Money & costs
As in France, the unit of currency is the euro (€), which is divided into 100 cents. Euro coins come in denominations of one, two, five, 10, 20 and 50 cents and one and two euros. Banknotes are issued in denominations of five, 10, 20, 50, 100, 200 and 500 euros.
Most banks and post offices have an ATM (known as a guichet automatique de banque or gabier) which honours major international credit cards. Visa and MasterCard are the most widely accepted. They are the easiest way to access funds while in Réunion. If you’re heading off into the Cirques, it’s wise to stock up with euros beforehand. There is only one ATM in Cilaos and one in Salazie.
Credit cards will prove the cheapest and easiest way to pay for major purchases in Réunion. Visa (Carte Bleue) and MasterCard (Eurocard) are the cards most widely accepted by hotels, restaurants, supermarkets, major petrol stations and stores. Credit cards are mandatory if you want to rent a car, as they’ll be used as a form of caution (deposit).

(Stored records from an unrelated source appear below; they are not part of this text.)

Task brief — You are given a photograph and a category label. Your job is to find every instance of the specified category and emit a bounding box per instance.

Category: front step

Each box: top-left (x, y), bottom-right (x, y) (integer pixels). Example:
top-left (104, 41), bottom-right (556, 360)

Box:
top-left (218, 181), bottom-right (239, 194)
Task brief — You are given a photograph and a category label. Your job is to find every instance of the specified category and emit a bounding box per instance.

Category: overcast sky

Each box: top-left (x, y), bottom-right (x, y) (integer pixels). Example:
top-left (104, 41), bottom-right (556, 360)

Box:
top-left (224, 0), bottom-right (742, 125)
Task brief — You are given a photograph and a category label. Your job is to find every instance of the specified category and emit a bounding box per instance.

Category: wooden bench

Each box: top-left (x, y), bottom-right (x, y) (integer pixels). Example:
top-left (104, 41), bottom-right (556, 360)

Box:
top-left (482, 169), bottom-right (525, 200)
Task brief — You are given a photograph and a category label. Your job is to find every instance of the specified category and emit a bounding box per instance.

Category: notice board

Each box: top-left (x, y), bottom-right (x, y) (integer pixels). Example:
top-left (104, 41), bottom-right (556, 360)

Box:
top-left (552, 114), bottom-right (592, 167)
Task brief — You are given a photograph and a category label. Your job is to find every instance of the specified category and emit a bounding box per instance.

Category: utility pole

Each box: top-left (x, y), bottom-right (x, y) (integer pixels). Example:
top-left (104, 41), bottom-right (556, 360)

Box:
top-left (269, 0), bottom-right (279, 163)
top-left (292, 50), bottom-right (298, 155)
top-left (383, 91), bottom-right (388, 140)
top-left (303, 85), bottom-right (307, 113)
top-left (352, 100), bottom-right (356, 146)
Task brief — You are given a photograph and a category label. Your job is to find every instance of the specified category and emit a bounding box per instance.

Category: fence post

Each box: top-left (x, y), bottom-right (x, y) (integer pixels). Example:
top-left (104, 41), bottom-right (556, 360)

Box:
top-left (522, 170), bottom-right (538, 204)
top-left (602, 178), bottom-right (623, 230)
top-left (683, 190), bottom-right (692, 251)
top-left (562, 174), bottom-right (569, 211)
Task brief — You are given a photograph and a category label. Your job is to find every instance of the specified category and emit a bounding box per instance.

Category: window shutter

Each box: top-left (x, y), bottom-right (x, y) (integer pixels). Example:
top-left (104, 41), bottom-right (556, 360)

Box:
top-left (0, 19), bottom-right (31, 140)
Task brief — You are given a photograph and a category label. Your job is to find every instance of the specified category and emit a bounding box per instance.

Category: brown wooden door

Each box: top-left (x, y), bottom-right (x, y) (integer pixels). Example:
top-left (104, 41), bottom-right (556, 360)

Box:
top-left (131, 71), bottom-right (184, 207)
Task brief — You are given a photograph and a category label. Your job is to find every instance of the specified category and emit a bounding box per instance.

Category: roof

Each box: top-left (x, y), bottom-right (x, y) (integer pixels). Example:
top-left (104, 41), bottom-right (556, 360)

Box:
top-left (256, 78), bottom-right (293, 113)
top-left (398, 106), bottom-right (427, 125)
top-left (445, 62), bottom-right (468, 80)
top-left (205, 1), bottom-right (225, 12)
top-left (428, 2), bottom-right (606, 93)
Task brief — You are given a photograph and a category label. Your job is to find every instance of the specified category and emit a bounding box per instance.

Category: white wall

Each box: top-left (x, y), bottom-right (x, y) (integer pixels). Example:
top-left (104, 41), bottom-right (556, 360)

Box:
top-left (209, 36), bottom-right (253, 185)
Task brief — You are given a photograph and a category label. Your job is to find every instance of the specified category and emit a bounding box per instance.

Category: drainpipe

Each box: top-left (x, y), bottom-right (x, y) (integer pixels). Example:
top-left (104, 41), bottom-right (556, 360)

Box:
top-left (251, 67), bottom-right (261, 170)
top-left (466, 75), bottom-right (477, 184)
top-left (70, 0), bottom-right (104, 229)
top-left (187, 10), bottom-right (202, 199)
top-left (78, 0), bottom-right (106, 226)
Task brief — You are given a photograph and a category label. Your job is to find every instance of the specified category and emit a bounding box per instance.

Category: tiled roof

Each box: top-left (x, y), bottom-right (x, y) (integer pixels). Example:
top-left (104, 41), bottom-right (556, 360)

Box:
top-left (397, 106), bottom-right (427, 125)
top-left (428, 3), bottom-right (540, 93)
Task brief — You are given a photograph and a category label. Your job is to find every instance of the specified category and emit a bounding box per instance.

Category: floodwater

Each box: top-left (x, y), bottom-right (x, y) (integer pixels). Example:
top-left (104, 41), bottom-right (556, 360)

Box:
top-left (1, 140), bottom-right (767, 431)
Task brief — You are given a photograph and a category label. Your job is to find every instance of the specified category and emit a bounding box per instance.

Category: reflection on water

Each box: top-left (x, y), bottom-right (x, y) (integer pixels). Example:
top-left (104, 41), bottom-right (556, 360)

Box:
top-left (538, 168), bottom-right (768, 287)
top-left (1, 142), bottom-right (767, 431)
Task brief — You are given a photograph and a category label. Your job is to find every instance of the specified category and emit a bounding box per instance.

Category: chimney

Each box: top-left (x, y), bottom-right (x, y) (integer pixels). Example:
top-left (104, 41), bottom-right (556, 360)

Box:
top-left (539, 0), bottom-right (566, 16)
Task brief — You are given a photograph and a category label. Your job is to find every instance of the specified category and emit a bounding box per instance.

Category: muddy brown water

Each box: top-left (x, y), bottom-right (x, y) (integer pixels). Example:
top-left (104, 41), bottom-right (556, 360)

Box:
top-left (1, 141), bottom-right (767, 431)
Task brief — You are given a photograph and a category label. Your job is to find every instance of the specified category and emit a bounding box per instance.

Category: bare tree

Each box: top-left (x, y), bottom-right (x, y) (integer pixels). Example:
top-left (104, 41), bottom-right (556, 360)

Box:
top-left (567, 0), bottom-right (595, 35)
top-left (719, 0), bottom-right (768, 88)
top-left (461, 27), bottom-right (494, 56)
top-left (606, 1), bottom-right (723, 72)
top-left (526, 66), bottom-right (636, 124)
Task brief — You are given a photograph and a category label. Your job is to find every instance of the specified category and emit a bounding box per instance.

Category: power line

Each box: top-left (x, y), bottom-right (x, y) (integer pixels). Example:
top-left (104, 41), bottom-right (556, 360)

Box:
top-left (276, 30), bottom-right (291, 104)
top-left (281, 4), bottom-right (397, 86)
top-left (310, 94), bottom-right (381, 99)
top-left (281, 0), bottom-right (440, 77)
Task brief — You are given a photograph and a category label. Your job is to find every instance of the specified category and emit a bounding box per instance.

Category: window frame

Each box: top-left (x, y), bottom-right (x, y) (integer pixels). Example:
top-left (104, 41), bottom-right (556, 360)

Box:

Smaller places, however, sometimes refuse cards for small amounts (typically under €16) and it’s rare for chambres d’hôtes and gîtes d’étape to take credit cards.
Changing money in Réunion? Dream on! The number of banks that have foreign-exchange facilities and do change cash has been dramatically reduced since the introduction of the euro. This service tends to be dropped in favour of ATMs. Therefore, consider yourself very lucky if you find a bank that changes foreign currencies on the island.
There are no exchange facilities at either Roland Garros International Airport or the ferry terminal in Le Port, though the airport does at least have an ATM.
As a general strategy, it’s sensible to bring a fair supply of euros with you and to top it up from the ATMs.
Travellers cheques are not widely accepted in Réunion; you’ll find that most banks are reluctant to change them. Stash up on cash and rely on your credit card.